Sensor integration problems and the solution I found as a child are not uncommon in Autism. If it isn’t head banging, it is pinching, scratching, hair plucking, or one of many other destructive stimulation activities. It took me well into my adulthood to determine that these actions were negative and that they could be replaced with other actions to deal with the problem. Had my parents realized why I was banging my head, I am sure I could have saved myself a great number of headaches.

The third tip, then, is if your child has destructive behaviors, you need to stop them. To do this properly, you will need to figure out another way to allow them to escape from the overwhelming stimulus of the world around them. One thing many parents have found to be helpful are weighted vests. These can help the child to gain control of the environment by concentrating on the powerful tactile sensation.

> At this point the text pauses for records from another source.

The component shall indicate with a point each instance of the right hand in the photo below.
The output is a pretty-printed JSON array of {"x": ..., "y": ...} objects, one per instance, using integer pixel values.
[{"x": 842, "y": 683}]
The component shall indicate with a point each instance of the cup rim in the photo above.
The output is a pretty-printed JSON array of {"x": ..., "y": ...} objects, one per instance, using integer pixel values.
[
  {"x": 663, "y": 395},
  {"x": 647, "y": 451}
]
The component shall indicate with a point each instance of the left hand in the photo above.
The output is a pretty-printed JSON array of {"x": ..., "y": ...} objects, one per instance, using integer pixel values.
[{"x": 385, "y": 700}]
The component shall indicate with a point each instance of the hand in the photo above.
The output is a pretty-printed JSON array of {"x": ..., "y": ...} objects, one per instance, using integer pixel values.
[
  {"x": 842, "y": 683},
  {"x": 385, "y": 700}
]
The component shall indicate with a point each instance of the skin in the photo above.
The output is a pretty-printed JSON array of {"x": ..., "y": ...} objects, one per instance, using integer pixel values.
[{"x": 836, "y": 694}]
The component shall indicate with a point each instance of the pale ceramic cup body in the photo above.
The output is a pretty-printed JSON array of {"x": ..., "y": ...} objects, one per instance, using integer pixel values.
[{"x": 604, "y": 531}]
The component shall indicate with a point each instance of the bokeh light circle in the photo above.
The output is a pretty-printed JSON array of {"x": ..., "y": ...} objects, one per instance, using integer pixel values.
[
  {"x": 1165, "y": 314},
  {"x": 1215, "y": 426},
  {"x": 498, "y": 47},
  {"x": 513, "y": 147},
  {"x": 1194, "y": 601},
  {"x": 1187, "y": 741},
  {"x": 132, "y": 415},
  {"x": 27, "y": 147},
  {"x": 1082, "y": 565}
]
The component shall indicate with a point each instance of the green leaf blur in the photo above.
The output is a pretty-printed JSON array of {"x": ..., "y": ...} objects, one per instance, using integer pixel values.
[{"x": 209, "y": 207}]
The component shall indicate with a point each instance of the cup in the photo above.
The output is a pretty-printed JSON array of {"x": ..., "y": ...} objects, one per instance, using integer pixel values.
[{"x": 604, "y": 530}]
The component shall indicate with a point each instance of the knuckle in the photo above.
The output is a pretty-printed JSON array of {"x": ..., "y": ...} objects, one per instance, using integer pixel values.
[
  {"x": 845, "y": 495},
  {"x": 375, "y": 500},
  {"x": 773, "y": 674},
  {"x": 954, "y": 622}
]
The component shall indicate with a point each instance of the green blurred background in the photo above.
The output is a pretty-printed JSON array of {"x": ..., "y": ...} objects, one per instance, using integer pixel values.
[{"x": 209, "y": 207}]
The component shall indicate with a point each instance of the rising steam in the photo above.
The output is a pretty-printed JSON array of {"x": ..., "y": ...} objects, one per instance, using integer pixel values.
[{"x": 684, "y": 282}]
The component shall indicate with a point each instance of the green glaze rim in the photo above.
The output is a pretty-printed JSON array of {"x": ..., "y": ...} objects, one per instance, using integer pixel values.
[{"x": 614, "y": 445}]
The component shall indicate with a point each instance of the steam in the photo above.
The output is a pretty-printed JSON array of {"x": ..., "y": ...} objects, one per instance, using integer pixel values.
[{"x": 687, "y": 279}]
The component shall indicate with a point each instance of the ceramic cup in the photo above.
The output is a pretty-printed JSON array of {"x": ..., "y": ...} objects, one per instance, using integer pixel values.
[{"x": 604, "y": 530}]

My last tip is, in my opinion, the single most important. Tip number four is to believe in your child and make sure they believe in themselves. Nothing is as destructive to a child as a parent who has already given up on them. Everything we, as parents, do and say is recorded in the child’s mind. Discouraging them from trying new things because you don’t want them to “fail”; talking about them or to them as being limited in ability; treating your child as the product of mercury poisoning or like they are somehow broken. These things will, without a doubt, destroy any self esteem they might be able to muster. The last person an Autistic child needs to hear, see or come to believe this from is their parent. Henry Ford once said “If you think you can do a thing or think you can't do a thing, you're right.” I would only change that by saying that if you think your child can do a thing or you think your child can’t do a thing, you’re right.

One last thing… Remember that I am not a professional, nor do I claim to be. Take my advice as you see fit.